Mysticism is a frequently misunderstood word. Often it is associated with what is mysterious, odd or off the beaten path. Or it has been associated with magic or occultism. Webster's Dictionary defines it as "the doctrine that it is possible to achieve communion with God through contemplation and love without the medium of human reason." (Unabridged, Second Edition).
Similarly, mysticism to the Rosicrucians is that experience where one is aware of their union with God or the Supreme Being, the Absolute. It is that awareness an individual attains of their unity or oneness with the Divine or cosmic realm. It includes our heart as well as containing the element of knowledge or awareness.
The mystical experience is a potential within every human being. It is a process that requires discipline and application, and not everyone has a desire to develop this potential within themselves. Yet history is rich with the testimonies of great men and women who have been able to articulate their experience in gaining a closer relationship with the Absolute or ultimate reality.

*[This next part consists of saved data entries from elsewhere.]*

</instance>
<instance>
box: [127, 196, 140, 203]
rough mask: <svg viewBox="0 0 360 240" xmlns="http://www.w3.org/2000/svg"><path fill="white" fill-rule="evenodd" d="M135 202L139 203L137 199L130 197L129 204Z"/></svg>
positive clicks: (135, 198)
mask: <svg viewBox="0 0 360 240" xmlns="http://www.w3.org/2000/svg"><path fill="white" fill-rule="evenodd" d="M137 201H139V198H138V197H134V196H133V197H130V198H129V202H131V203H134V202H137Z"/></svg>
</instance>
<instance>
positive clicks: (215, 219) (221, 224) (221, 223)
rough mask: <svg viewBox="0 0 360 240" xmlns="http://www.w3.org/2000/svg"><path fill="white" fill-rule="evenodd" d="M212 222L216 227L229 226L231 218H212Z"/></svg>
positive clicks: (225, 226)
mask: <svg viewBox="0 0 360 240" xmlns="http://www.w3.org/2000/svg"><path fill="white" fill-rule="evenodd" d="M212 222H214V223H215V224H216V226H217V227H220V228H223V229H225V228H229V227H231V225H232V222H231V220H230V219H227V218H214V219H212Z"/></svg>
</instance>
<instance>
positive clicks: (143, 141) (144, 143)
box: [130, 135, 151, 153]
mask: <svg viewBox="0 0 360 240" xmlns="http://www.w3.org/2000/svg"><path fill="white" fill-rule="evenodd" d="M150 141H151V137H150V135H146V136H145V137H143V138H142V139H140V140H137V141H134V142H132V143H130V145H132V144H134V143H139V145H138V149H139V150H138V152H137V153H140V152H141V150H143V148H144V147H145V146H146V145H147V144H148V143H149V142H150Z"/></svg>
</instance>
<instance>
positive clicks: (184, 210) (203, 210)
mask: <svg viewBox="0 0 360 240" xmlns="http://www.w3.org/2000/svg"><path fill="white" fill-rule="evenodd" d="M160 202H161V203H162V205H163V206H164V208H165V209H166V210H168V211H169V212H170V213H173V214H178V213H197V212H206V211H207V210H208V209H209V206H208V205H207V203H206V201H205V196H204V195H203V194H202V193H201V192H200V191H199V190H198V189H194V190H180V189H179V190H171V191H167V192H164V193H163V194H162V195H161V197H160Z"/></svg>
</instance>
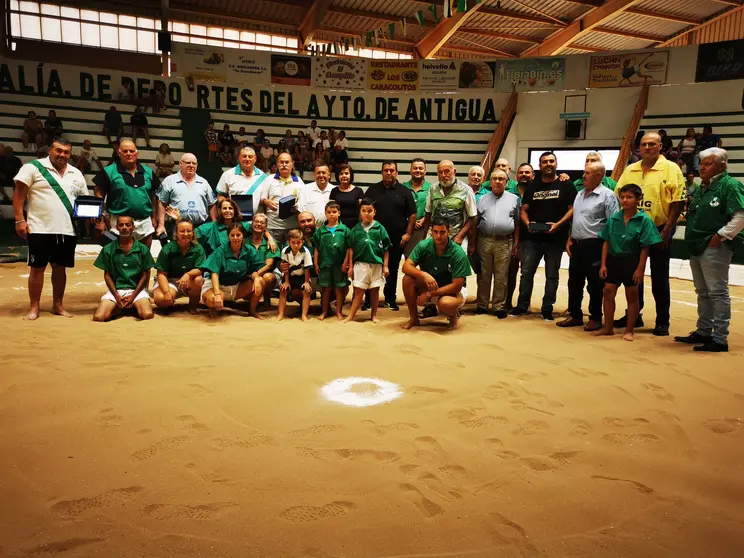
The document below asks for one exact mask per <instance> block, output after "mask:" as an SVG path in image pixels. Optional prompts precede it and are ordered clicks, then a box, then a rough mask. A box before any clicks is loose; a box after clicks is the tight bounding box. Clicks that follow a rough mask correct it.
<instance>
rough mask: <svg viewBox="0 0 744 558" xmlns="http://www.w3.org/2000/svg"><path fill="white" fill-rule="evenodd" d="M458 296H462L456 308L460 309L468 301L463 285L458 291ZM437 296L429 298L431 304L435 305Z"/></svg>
mask: <svg viewBox="0 0 744 558" xmlns="http://www.w3.org/2000/svg"><path fill="white" fill-rule="evenodd" d="M460 296H462V300H461V301H460V304H459V305H458V306H457V307H458V308H462V307H463V306H465V301H466V300H467V299H468V290H467V289H466V288H465V285H463V286H462V289H460ZM439 298H440V297H438V296H433V297H431V302H432V304H437V303H438V302H439Z"/></svg>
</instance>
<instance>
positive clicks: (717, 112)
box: [641, 111, 744, 181]
mask: <svg viewBox="0 0 744 558" xmlns="http://www.w3.org/2000/svg"><path fill="white" fill-rule="evenodd" d="M703 126H711V127H712V128H713V133H714V134H718V135H719V136H721V140H722V142H723V148H724V149H725V150H726V151H727V152H728V155H729V164H728V170H729V174H731V175H732V176H734V177H735V178H737V179H738V180H740V181H744V111H737V112H708V113H694V114H647V115H645V116H644V117H643V120H642V121H641V129H642V130H646V131H657V130H661V129H664V130H666V131H667V134H668V135H669V137H670V138H671V139H672V141H673V142H674V146H675V148H676V147H677V144H678V143H679V140H681V139H682V138H683V137H684V136H685V132H686V131H687V128H695V131H696V132H702V131H703Z"/></svg>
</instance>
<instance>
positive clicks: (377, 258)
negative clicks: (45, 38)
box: [14, 133, 744, 351]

The Rosicrucian teachings, among other things, help the student to progress along this path by providing techniques and exercises so that one can build their being, their awareness to a level not limited by the physical or material aspects. In other words, the teachings engender a more panoramic viewpoint, the larger picture, Big Mind as the Buddhists would say.
Mystics are explorers into a different country that is not contained within the boundaries of sense perception or human rationale. And when the mystic articulates the experience, they often do so through works of beauty, poetry, religion, philosophy or service -- overall, bringing forth ideals of tolerance, love and peace.

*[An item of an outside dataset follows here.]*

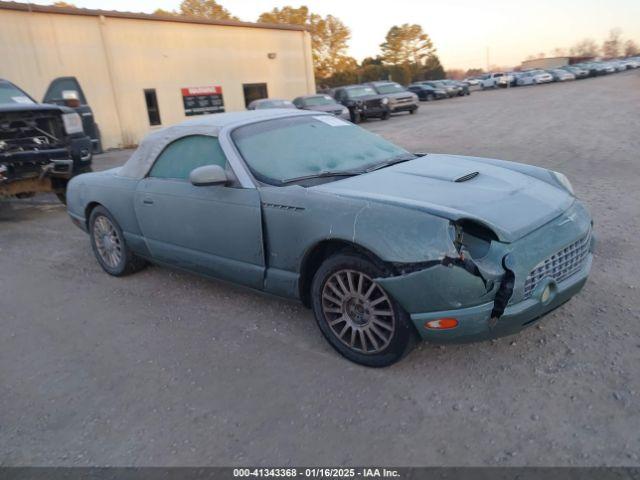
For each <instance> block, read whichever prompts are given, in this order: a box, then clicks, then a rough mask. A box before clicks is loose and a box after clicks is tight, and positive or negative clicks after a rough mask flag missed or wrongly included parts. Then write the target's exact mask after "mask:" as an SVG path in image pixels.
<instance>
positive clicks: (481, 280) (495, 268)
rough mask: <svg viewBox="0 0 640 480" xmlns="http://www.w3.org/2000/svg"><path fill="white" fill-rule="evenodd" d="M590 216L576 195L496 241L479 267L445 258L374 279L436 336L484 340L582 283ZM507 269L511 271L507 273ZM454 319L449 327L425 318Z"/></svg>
mask: <svg viewBox="0 0 640 480" xmlns="http://www.w3.org/2000/svg"><path fill="white" fill-rule="evenodd" d="M594 245H595V237H594V234H593V229H592V224H591V215H590V214H589V212H588V211H587V209H586V208H585V207H584V206H583V205H582V204H581V203H580V202H579V201H576V202H574V204H573V205H572V206H571V207H569V208H568V209H567V210H566V211H565V212H564V213H563V214H561V215H560V216H558V217H557V218H556V219H554V220H552V221H551V222H549V223H548V224H546V225H544V226H542V227H540V228H538V229H537V230H535V231H533V232H532V233H530V234H529V235H527V236H525V237H523V238H521V239H519V240H517V241H515V242H513V243H501V242H497V241H494V242H491V246H490V248H489V250H488V252H487V253H486V254H485V255H484V256H483V257H482V258H480V259H474V260H473V263H474V264H475V265H476V266H477V267H478V270H477V271H476V272H472V271H469V269H465V268H461V266H460V265H459V264H454V265H451V264H449V265H448V266H446V265H444V264H443V263H436V264H435V265H429V266H425V267H424V268H423V269H421V270H418V271H415V272H412V273H408V274H403V275H398V276H393V277H385V278H378V279H376V281H377V282H378V283H379V284H380V285H381V286H382V287H383V288H384V289H385V291H386V292H387V293H388V294H389V295H391V296H392V297H393V298H394V299H395V300H396V301H397V302H398V303H399V304H400V305H401V306H402V307H403V308H404V309H405V310H406V311H407V312H408V313H409V315H410V316H411V320H412V321H413V323H414V325H415V326H416V329H417V330H418V332H419V333H420V335H421V336H422V337H423V338H424V339H427V340H430V341H435V342H465V341H473V340H483V339H487V338H494V337H498V336H502V335H509V334H511V333H515V332H517V331H519V330H522V329H523V328H525V327H527V326H528V325H530V324H532V323H533V322H534V321H535V320H536V319H538V318H539V317H541V316H542V315H544V314H546V313H548V312H549V311H551V310H553V309H554V308H556V307H558V306H560V305H561V304H562V303H564V302H566V301H567V300H569V299H570V298H571V297H572V296H573V295H575V294H576V293H577V292H578V291H580V289H581V288H582V287H583V286H584V284H585V282H586V279H587V276H588V275H589V271H590V269H591V263H592V258H593V248H594ZM508 274H509V275H508ZM443 318H455V319H456V320H457V326H455V328H450V329H446V330H444V329H441V330H438V329H434V328H431V329H430V328H427V327H426V326H425V324H426V323H427V322H433V321H434V320H439V319H443Z"/></svg>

In other words, the mystic does not necessarily isolate themselves from the world, but rather has experienced a higher or all inclusive realty that embodies what we might call "truth" and points the way to what is worthwhile as well as the human avenues to express it. That is, they understand the necessity of practical application in the world of their experience.
If we are to experience a union with the Universal Intelligence or God, than it stands to reason that we would want to live in harmony with that union and experience. And living in harmony with the experience and the inherent laws contained therein would have an affect upon our direction, choices in life, and affect on others. We would live from a mystical point of view.
Mysticism has been called an art. Like any art some have a more natural bent or talent for it. Further, like an art, it can be developed. We develop it by refining our thoughts, through growth in contemplation and practicing an inward silence. It requires discipline, practice or apprenticeship work. The Rosicrucian teachings, in this regard, offer exercises to develop the intuition and the inward work necessary for a mystical experience of illumination or Cosmic Consciousness.
Mysticism is an active process. It requires concentration to direct the mind, quiet the noise and the intellectual processes during meditation, for example. It requires a desire to even consider other realities besides our daily, mundane concerns. It requires discipline to then apply ourselves, if only for a few moments a day, to what we have decided is worthwhile, important and ideal in the human life. It takes effort to avoid being overwhelmed by the continual distractions of the world, the demands, the angers, and all the various competitions for our energies.
Many have found the systematic process of the Rosicrucians teachings extremely helpful in the mystical process, as they provide the opportunities for daily practice, attention to our inner selves, daily direction of thought to what is most worthwhile in life. It provides techniques to use and prove for ourselves the higher truths as described by great mystics of the past and present. Yet, because the mystical experience is an individual experience, the teachings do not dictate the definitions of the experience.
The Rosicrucian teachings acknowledge the uniqueness of each individual and the necessity of maintaining one's intellectual independence. Consequently, it is a non-dogmatic system. However, there is also a unity to the mystical experience, a common ground upon which most could agree. In a word or two, that would be peace and serenity.